Self-stigma an issue for many with HIV/Aids

Many people living with a HIV/Aids status still have a sense of self-stigma due to having the disease, which is seen as a significant obstacle to their accessing medical treatment, according to a survey.

The Thailand Stigma Index Survey 2.0 was carried out by Aids-related groups to commemorate World Aids Day on Dec 1.

Pongthorn Chanlearn, chairperson of the National Task Force on the HIV Stigma Index Survey, said that key partners based on community networks worked together to survey those people living with HIV/Aids.

Mr Pongthorn said the survey's result shows that feelings around self-stigma -- negative attitudes, including internalised shame that people have about their condition -- have improved when compared to earlier surveys but still remain high.

He said many of those with HIV/Aids remain worried about discrimination in hospitals and their communities.

The survey found that 55% of men who have sex with other men feel guilty and anxious about being infected with HIV, and 50% among people aged over 18-24 years and drug-addicted people also felt guilty about having HIV.

The percentage is reduced to 45% in the transgender group and 44% in the sex worker group.

The survey involved 2,500 people living with HIV/Aids in 25 provinces between 2022 and 2023.

The overall numbers are better compared with the last survey done in 2018, but it is still far from a target of less than 10% for having the stigma by 2025, Mr Pongthorn said.

"The problem of self-stigma and broader discrimination remains a big challenge, and we need closer cooperation from all stakeholders to end such problems. We found that the community plays a key role in making it happen," he said.

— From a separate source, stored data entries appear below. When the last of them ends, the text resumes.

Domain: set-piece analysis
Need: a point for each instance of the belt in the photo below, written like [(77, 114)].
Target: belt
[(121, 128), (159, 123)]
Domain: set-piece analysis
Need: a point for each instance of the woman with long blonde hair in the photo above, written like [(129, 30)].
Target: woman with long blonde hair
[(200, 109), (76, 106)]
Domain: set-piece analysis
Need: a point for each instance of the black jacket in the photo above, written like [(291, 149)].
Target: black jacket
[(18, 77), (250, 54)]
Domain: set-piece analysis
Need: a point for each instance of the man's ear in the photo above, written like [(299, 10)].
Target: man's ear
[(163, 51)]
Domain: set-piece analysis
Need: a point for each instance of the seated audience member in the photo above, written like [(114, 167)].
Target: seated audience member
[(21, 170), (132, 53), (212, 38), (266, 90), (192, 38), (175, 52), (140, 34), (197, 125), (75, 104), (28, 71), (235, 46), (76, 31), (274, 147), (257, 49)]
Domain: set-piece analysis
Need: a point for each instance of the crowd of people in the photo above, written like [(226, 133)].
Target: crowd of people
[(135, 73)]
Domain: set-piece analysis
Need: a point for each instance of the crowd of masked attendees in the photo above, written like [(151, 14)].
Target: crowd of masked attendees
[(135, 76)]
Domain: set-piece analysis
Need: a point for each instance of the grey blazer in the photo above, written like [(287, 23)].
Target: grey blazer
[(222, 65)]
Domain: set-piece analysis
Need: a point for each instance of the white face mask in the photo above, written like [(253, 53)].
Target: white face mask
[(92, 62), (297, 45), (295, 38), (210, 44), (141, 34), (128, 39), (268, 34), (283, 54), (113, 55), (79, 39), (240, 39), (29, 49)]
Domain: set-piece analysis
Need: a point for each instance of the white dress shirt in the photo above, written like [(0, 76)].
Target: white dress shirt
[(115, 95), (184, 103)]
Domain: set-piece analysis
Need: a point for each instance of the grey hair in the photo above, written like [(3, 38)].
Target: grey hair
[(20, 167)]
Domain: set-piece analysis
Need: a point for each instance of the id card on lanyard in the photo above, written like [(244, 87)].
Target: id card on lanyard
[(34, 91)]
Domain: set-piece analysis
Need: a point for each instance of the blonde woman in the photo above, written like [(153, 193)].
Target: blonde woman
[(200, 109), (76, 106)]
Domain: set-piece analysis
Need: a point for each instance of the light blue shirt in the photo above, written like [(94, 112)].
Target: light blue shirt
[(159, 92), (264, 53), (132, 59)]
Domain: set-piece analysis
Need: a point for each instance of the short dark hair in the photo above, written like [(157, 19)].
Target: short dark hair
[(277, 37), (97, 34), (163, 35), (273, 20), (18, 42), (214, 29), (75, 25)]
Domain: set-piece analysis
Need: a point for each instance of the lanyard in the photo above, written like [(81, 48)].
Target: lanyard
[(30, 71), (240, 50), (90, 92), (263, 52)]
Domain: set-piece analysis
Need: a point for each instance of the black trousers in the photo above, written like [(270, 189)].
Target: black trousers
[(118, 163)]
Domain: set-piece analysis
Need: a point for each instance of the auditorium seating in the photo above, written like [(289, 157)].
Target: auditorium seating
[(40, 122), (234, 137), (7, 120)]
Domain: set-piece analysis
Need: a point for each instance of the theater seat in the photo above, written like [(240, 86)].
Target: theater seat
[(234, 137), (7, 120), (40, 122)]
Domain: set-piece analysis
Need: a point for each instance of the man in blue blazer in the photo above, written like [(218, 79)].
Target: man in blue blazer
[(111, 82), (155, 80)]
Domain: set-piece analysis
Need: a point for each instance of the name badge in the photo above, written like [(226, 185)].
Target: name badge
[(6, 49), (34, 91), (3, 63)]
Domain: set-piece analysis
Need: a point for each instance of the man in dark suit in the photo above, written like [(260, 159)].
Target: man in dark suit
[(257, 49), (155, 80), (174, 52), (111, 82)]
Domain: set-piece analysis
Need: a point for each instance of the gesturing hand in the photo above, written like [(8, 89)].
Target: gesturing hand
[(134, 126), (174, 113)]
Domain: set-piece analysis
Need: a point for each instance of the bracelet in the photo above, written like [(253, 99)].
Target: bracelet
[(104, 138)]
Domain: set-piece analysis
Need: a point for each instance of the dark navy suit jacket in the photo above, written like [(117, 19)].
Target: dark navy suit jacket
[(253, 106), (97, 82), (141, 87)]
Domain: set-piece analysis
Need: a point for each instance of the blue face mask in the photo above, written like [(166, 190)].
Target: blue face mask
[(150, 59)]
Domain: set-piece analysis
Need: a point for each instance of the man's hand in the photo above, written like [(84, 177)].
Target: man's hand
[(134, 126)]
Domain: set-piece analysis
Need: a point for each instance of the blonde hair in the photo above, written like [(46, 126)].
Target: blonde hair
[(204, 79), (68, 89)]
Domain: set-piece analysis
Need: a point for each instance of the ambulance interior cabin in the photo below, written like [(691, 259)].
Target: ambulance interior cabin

"Stigma is the main reason that makes those with HIV/Aids stay away from medical treatment."

Surang Janyam, chairperson of the Thai Non-Governmental Organisation Coalition on Aids and director of the SWING Foundation, said that there are currently 39 organisations that have registered and become service units with the National Health Security Office (NHSO) able to respond to HIV/Aids.

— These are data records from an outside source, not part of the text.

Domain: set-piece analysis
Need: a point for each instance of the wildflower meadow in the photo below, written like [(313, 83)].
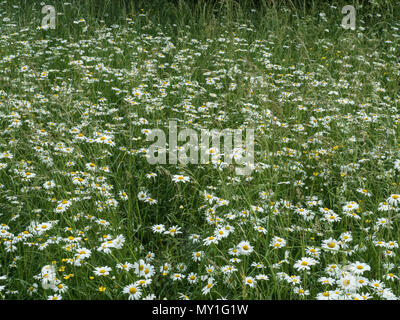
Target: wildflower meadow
[(243, 150)]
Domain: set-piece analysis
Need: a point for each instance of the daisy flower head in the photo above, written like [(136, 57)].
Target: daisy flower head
[(174, 230), (179, 178), (158, 228), (245, 248), (133, 291), (394, 199), (102, 271), (304, 263)]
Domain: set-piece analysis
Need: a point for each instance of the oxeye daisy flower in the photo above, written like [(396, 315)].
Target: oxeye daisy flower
[(54, 297), (102, 271), (177, 276), (125, 266), (180, 178), (174, 230), (304, 263), (359, 267), (331, 244), (192, 278), (394, 199), (133, 290), (245, 248), (207, 288), (158, 228)]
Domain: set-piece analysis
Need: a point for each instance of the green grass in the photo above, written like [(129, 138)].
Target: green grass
[(324, 105)]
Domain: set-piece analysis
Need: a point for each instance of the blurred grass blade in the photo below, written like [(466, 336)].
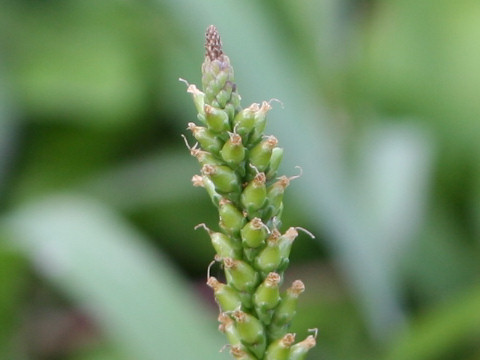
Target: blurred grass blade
[(106, 267)]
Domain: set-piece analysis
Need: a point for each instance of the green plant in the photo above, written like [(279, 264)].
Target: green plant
[(239, 167)]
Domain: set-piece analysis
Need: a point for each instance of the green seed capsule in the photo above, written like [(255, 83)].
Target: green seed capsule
[(223, 177), (254, 233), (231, 219), (260, 122), (261, 153), (198, 97), (207, 139), (254, 195), (239, 352), (250, 331), (240, 275), (227, 326), (244, 121), (299, 351), (205, 182), (280, 349), (275, 193), (224, 245), (217, 119), (226, 296), (233, 151), (269, 259), (267, 297), (286, 310), (285, 244), (275, 161)]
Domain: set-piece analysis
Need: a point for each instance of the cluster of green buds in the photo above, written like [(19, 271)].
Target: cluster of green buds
[(239, 172)]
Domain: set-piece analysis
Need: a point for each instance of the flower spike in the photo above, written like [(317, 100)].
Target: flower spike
[(238, 170)]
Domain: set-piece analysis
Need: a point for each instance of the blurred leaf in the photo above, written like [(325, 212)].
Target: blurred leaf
[(106, 266), (441, 330)]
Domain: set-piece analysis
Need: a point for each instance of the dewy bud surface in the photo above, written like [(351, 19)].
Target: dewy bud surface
[(239, 165)]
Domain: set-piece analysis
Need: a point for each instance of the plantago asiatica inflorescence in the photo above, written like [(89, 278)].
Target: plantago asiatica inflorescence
[(239, 166)]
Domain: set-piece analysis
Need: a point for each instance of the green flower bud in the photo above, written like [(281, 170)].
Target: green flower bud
[(239, 352), (254, 195), (269, 259), (231, 219), (233, 151), (260, 122), (207, 139), (198, 97), (299, 351), (254, 233), (275, 195), (223, 177), (286, 310), (217, 73), (205, 182), (285, 244), (250, 331), (227, 326), (280, 349), (244, 121), (217, 119), (223, 244), (240, 275), (226, 296), (275, 160), (261, 153), (267, 297)]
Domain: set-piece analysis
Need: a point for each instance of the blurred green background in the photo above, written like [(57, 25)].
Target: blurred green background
[(98, 256)]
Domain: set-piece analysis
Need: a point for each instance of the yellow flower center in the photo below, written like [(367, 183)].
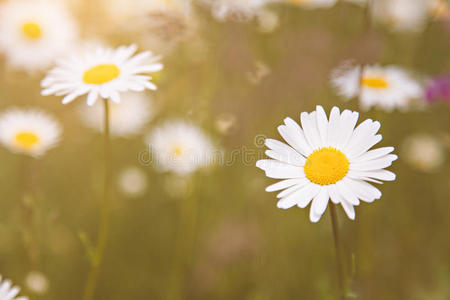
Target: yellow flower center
[(32, 30), (177, 150), (26, 140), (326, 166), (374, 82), (101, 74)]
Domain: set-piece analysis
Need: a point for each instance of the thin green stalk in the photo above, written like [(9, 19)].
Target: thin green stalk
[(105, 213), (339, 264), (184, 246)]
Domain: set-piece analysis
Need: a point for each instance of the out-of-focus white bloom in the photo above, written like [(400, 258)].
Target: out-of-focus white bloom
[(327, 159), (312, 3), (384, 87), (423, 152), (268, 20), (440, 9), (132, 181), (30, 132), (37, 282), (104, 73), (237, 10), (126, 118), (33, 33), (401, 15), (180, 147), (8, 291)]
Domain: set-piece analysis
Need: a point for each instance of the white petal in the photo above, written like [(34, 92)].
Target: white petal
[(375, 164), (283, 184), (372, 154), (279, 170), (322, 124), (320, 202)]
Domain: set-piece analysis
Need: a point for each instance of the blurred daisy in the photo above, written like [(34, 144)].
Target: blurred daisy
[(33, 33), (180, 147), (237, 10), (132, 181), (127, 118), (385, 87), (401, 15), (312, 3), (37, 282), (8, 291), (30, 132), (438, 88), (327, 159), (423, 152), (104, 73)]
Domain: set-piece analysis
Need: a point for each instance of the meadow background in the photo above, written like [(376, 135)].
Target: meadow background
[(237, 83)]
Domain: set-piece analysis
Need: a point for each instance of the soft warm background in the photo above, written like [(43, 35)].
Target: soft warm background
[(245, 248)]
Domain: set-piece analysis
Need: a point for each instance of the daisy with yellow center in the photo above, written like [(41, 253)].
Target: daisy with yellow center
[(384, 87), (104, 73), (33, 33), (30, 132), (327, 159), (180, 147)]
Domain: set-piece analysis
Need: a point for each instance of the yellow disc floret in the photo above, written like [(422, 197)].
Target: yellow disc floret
[(374, 82), (32, 30), (101, 74), (326, 166), (26, 140)]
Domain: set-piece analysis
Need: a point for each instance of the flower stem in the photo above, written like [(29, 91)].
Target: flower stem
[(105, 213), (340, 273)]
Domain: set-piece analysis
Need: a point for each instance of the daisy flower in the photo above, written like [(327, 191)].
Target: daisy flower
[(180, 147), (103, 73), (33, 33), (385, 87), (8, 291), (126, 118), (30, 131), (312, 3), (327, 159)]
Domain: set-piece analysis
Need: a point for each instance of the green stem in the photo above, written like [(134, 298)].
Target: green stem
[(185, 244), (105, 214), (339, 264)]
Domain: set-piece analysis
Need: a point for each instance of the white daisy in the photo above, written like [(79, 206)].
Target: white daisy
[(236, 9), (327, 159), (8, 291), (180, 147), (312, 3), (29, 131), (106, 73), (127, 118), (385, 87), (33, 33)]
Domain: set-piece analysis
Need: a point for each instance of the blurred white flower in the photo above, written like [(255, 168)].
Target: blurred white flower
[(127, 118), (180, 147), (236, 10), (384, 87), (327, 159), (104, 73), (312, 3), (424, 152), (28, 131), (401, 15), (33, 33), (37, 282), (8, 291), (132, 181)]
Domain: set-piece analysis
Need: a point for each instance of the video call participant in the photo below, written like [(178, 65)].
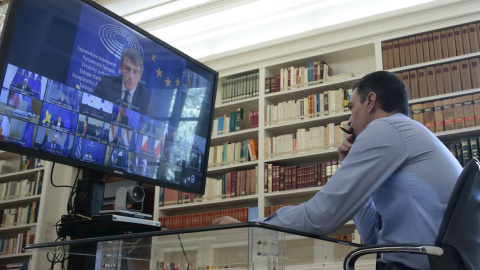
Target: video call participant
[(395, 178), (62, 100), (143, 168), (125, 88), (24, 85), (58, 124), (53, 144)]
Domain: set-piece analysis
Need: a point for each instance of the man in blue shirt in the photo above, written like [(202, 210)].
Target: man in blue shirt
[(395, 178)]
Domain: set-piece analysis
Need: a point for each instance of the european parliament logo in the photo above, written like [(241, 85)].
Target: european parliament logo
[(115, 38)]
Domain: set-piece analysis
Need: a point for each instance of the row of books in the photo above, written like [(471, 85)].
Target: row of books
[(234, 121), (29, 162), (17, 244), (281, 178), (229, 185), (296, 77), (242, 214), (22, 188), (434, 45), (232, 184), (305, 140), (441, 79), (465, 149), (233, 153), (19, 215), (242, 87), (326, 103), (448, 114)]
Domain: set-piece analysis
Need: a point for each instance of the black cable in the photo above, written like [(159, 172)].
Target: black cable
[(184, 253), (51, 178)]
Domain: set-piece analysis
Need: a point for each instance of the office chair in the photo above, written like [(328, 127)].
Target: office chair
[(458, 242)]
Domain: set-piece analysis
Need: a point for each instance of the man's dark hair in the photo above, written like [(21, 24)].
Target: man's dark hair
[(134, 56), (391, 93)]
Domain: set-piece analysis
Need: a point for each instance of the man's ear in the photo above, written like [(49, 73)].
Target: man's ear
[(371, 101)]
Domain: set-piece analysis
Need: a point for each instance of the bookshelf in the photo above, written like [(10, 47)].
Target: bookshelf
[(355, 49), (41, 210)]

Ms Surang said Thailand is on track to meet the 95-95-95 Global AIDS Strategy of the United Nations, aiming to diagnose 95% of all HIV-positive individuals, provide antiretroviral therapy (ART) for 95% of those diagnosed and achieve viral suppression for 95% of those treated by 2025.

By the end of 2022, an estimated 90% of people living with HIV/Aids were aware of their status, she said, adding that about 90% of diagnosed people were on treatment, and 97% of those on treatment achieved a suppressed viral infection, preventing a chance of infecting others.

Dr Niti Hetanurak, deputy chief of the Department of Disease Control, Ministry of Public Health, said the ministry aims to end the disease by 2030 under close cooperation with all stakeholders, especially social-based communities.

According to the plan, the number of new cases should be less than 1,000 per year, and the number of deaths should be less than 4,000 cases yearly. Currently, the number of people living with HIV/Aids is 561,578, with 9,230 new cases per year and 10,972 deaths per year.

Dr Niti hailed the importance of community leadership towards addressing HIV/Aids.